When you need hashability and immutability. @dataclass(frozen=True) makes instances hashable and immutable with no extra dependencies.
Use Pydantic v2 when:
API request/response validation. Any data from an HTTP request is untrusted. Pydantic is the right tool — it validates, coerces, and generates error messages that you can return to clients.
class CreateUserRequest(BaseModel):
email: EmailStr
password: str = Field(min_length=8)
role: Literal["admin", "viewer", "editor"] = "viewer"
FastAPI schemas. FastAPI is built on Pydantic. Route parameters, request bodies, and response models are all defined as Pydantic models. Using dataclasses here means giving up automatic OpenAPI documentation, response validation, and the model_dump_json() fast path.
Configuration objects loaded from environment variables or files. Pydantic Settings (pydantic-settings) reads environment variables and .env files directly into typed, validated models with strict mode available.
from pydantic_settings import BaseSettings
class AppConfig(BaseSettings):
model_config = ConfigDict(strict=True)
database_url: str
debug: bool = False
max_connections: int = 10
class Config:
env_file = ".env"
When you need JSON schema for documentation or code generation. Pydantic's model_json_schema() generates standards-compliant JSON Schema that tools like Swagger UI, Redoc, and code generators can consume directly.
When you want declarative validation constraints. Rather than writing if value < 0: raise ValueError(...) in __post_init__, Field(ge=0) is self-documenting and also reflected in the JSON schema.

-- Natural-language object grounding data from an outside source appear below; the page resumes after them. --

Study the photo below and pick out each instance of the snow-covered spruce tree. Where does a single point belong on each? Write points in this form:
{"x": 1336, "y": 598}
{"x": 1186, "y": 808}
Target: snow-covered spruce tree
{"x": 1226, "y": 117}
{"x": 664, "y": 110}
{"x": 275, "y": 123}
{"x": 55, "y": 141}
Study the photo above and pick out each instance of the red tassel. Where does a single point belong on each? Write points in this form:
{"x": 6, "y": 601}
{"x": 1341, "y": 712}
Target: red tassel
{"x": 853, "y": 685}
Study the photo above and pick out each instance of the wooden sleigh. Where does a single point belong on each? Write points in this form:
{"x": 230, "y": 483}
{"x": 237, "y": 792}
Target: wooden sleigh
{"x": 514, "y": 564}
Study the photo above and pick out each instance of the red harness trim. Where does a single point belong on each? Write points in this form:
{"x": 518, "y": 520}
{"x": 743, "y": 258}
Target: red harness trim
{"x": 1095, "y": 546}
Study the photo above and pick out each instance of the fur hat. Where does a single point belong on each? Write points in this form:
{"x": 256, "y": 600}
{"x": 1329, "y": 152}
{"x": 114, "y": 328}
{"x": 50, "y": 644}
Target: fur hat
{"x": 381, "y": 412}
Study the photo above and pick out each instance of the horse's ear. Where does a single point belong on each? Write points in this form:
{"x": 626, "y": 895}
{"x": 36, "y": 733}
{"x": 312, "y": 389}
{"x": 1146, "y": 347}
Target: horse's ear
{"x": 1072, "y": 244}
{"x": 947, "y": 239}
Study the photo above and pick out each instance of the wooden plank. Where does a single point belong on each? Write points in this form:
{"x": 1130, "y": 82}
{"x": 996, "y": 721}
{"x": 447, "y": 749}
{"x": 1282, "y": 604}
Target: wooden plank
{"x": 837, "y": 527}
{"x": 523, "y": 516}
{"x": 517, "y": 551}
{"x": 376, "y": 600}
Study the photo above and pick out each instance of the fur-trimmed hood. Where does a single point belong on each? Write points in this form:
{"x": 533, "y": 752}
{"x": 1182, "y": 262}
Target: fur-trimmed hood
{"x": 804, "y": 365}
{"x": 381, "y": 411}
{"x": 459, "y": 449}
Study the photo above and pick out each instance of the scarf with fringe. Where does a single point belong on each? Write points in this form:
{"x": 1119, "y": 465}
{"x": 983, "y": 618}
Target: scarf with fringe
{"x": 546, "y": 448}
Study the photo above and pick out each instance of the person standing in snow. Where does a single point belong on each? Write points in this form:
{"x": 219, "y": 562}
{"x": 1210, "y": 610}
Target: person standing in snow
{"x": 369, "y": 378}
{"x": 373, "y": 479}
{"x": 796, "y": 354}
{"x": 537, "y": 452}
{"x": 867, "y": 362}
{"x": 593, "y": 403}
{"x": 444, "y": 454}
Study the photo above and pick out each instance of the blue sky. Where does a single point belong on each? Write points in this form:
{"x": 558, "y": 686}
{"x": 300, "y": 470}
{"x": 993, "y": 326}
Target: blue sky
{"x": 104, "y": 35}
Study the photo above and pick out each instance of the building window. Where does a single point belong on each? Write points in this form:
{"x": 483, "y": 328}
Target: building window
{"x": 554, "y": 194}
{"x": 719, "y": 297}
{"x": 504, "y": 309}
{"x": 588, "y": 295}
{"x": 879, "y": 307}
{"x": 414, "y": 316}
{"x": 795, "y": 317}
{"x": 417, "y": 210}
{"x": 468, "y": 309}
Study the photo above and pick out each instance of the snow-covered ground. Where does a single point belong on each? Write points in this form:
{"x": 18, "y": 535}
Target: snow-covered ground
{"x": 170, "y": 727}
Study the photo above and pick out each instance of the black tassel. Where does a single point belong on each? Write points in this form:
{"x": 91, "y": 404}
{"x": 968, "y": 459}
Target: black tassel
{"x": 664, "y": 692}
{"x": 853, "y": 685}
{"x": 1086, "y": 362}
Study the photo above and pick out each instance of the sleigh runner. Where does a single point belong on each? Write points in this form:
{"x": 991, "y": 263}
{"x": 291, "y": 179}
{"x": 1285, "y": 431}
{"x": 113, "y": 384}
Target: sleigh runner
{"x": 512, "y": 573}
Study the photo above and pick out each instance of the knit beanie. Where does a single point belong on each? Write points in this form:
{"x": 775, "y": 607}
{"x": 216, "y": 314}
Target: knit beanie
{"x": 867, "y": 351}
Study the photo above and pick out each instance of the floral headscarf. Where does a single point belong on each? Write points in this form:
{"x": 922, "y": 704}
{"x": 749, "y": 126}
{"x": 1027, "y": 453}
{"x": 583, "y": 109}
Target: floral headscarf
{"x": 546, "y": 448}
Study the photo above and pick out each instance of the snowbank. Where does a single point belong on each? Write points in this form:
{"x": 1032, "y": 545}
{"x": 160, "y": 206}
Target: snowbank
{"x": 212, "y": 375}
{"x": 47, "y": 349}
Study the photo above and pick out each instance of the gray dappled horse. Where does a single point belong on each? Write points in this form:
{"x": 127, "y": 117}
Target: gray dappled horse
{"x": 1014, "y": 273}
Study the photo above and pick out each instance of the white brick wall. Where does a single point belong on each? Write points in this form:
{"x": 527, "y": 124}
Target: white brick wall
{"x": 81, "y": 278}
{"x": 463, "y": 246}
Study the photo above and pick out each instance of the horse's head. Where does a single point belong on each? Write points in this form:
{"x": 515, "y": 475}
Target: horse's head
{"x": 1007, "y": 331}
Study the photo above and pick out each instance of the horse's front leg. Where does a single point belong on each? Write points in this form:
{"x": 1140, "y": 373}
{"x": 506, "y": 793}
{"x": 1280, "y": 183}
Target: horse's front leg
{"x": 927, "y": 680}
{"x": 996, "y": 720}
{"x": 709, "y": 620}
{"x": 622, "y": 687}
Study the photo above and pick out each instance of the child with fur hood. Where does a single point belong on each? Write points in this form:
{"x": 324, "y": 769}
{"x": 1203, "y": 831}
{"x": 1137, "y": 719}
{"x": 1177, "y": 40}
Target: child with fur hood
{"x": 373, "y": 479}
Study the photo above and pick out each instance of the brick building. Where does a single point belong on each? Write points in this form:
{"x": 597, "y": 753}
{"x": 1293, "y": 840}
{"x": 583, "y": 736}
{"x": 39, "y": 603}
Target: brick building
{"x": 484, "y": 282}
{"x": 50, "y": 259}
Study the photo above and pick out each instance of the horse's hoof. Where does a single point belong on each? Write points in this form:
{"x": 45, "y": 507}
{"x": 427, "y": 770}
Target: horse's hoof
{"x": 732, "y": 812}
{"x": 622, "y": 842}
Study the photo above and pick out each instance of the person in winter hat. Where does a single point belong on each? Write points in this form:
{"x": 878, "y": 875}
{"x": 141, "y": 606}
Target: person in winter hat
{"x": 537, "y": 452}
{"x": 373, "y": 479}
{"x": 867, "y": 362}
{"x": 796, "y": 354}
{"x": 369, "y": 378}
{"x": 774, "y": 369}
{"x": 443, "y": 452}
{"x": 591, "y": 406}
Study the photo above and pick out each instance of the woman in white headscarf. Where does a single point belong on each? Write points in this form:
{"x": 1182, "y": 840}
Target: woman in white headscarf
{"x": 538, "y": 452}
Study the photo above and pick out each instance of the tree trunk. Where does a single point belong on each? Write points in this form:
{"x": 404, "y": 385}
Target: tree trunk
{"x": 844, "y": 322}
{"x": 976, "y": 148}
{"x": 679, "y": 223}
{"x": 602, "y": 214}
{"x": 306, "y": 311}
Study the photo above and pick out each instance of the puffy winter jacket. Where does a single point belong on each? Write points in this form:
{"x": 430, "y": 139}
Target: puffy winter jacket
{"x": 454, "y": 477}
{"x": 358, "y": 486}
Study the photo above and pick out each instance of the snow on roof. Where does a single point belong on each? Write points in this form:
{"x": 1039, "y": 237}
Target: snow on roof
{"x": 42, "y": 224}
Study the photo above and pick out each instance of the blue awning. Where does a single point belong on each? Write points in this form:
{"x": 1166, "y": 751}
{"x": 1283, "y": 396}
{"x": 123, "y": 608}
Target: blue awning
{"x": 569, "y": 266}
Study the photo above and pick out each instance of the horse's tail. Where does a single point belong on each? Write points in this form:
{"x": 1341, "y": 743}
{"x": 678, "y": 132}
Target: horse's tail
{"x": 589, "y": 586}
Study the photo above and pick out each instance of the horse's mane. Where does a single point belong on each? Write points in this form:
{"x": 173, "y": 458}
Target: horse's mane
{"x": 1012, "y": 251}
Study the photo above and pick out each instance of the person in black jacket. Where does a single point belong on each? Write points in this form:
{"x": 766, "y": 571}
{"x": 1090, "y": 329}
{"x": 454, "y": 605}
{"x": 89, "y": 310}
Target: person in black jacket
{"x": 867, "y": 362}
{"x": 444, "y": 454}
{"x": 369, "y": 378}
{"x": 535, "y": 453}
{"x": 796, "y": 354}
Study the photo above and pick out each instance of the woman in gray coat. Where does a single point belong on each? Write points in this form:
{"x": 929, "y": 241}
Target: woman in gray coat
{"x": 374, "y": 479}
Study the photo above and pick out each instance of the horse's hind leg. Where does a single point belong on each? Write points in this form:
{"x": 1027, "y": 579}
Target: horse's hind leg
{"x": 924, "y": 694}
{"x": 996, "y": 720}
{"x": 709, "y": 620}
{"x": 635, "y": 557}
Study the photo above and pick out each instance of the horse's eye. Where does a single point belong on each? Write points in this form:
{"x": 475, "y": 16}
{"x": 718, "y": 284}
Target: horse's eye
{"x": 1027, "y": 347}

Quick Reference Decision Table
| Your situation | Recommendation |
|---|---|
| Pure data containers, no validation | @dataclass |
| API request/response bodies | Pydantic v2 |
| Config from env vars / files | Pydantic v2 + pydantic-settings |
| Writing a library (no heavy deps) | @dataclass |
| FastAPI route models | Pydantic v2 (built in) |
| High-throughput internal pipeline | @dataclass(slots=True) |
| Need JSON schema generation | Pydantic v2 |
| Immutable value objects | @dataclass(frozen=True) |
| Cross-field validation | Pydantic v2 |
| Dataclass interface + validation | pydantic.dataclasses.dataclass |
Summary
Dataclasses and Pydantic v2 are not competitors in the sense that you pick one and abandon the other. They solve different problems at different layers.
Dataclasses are the right choice at the inside of your application: fast, dependency-free, hashable, slottable, and exactly as much structure as Python's type system can give you without a framework.
Pydantic v2 is the right choice at the edges of your application: anywhere data crosses a boundary from the outside world — an HTTP request, a config file, a database row via ORM, a message queue payload. The Rust core makes the validation cost low enough that there is no reason to skip it at those boundaries.
The migration from Pydantic v1 to v2 is mechanical. The bump-pydantic tool handles most of it automatically, and the rename table above covers the cases it misses. The performance improvement — 5 to 50x across typical workloads — makes the migration worthwhile on its own terms, before you factor in the cleaner API.
In 2026, the default answer for new Python projects is: @dataclass for internal domain models, Pydantic v2 for anything touching the outside world.